Mais avant d'être conservateur, M. Williams est terre-neuvien. Il fulmine depuis des mois contre Stephen Harper, qui a détroussé sa province de précieux revenus de ses ressources naturelles, dit-il, avec ses modifications au programme de péréquation.

Pas content, M. Williams vient de lancer le mouvement ABC (Anything but conservatives ou, en français : n'importe qui sauf les conservateurs).

C'est comme si Jean Charest, furieux d'une décision d'Ottawa, lançait le mot d'ordre à ses partisans, à ses députés et à sa machine de battre le parti fédéral au pouvoir. Voilà qui ouvrirait toute grande la porte à une dangereuse escalade entre partis provinciaux et fédéraux. Et même entre Ottawa et les provinces.

Non seulement cette chicane de famille conservatrice est embêtante, mais elle pourrait aussi s'avérer coûteuse pour M. Harper, dont le parti détient trois des sept sièges de Terre-Neuve. Si les Terre-Neuviens suivent les instructions de leur premier ministre, ces trois circonscriptions pourraient changer de main. Or, dans le contexte actuel, tous les sièges comptent.

Si les effets de la campagne ABC de Danny Williams se limitent à Terre-Neuve, ce sera un moindre mal, mais les libéraux fédéraux espèrent que le mouvement fera tache d'huile dans les provinces maritimes voisines.

M. Williams, qui n'a jamais été reconnu pour sa retenue, pourrait pousser la fronde encore plus, en prononçant un grand discours à Toronto ou en s'associant à Stéphane Dion pour promettre un projet majeur dans le domaine de l'énergie à Terre-Neuve.

Il est difficile de prédire le nombre de votes que perdront les conservateurs à cause de M. Williams, mais chose certaine, il peut mettre des bâtons dans les roues de la campagne de M. Harper et ainsi ralentir son élan.

Pour un chef politique qui reprochait aux libéraux d'entretenir des relations pourries avec les provinces, Stephen Harper ne fait guère mieux.

Outre Terre-Neuve, les conservateurs de M. Harper ont réussi à indisposer le gouvernement ontarien. En particulier quand le ministre des Finances, Jim Flaherty, a déclaré que l'Ontario est le pire endroit où investir pour une entreprise. Dire cela au moment où l'économie de la plus puissante province connaît, justement, un ralentissement, ce n'était pas particulièrement subtil. Ni très constructif.

Au Québec, les relations entre les gouvernements Harper et Charest sont moins acrimonieuses. Il serait toutefois naïf de croire que tout baigne dans l'huile. Loin de là.

Depuis des mois, des ministres du gouvernement Charest refusent de participer à des activités avec deux ministres fédéraux, Josée Verner, du Patrimoine, et Jean-Pierre Blackburn, du Travail et du Développement économique.

La semaine dernière, la ministre québécoise de la Culture, Christine St-Pierre, a participé à Québec à une manifestation contre les coupes du gouvernement fédéral dans les programmes culturels.

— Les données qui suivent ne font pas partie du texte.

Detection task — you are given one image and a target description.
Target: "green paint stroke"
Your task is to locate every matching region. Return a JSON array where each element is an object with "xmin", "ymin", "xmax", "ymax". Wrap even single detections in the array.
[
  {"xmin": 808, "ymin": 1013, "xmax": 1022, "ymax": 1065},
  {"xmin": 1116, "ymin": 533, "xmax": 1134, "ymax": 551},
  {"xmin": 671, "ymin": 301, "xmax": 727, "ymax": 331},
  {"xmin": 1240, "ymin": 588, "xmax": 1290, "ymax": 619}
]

Rien pour réchauffer les relations déjà glaciales.

La guerre froide fait rage aussi entre Jean-Pierre Blackburn et son homologue du Québec, Raymond Bachand.

S'ils le pouvaient, les conservateurs offriraient à Mme St-Pierre et à M. Bachand un forfait tout compris d'une durée de cinq semaines dans un lointain Club Med.

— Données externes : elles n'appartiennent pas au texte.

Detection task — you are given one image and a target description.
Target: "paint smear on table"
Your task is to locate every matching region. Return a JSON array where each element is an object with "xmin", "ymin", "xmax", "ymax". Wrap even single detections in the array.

Le cabinet de Stephen Harper a même songé à envoyer un émissaire demander à Raymond Bachand de ne pas faire de bruit durant la campagne électorale. Le plan a finalement été abandonné. Chez les conservateurs, on croise donc les doigts pour que les ministres de M. Charest ne fassent pas de vagues.

À Québec, le gouvernement n'a pas l'intention d'imiter Danny Williams et de lancer les hostilités. Mais on ne se gênera pas, prévient-on, pour intervenir sur la culture ou les subventions de Développement économique Canada aux organismes si les conservateurs ramènent le sujet sur le tapis.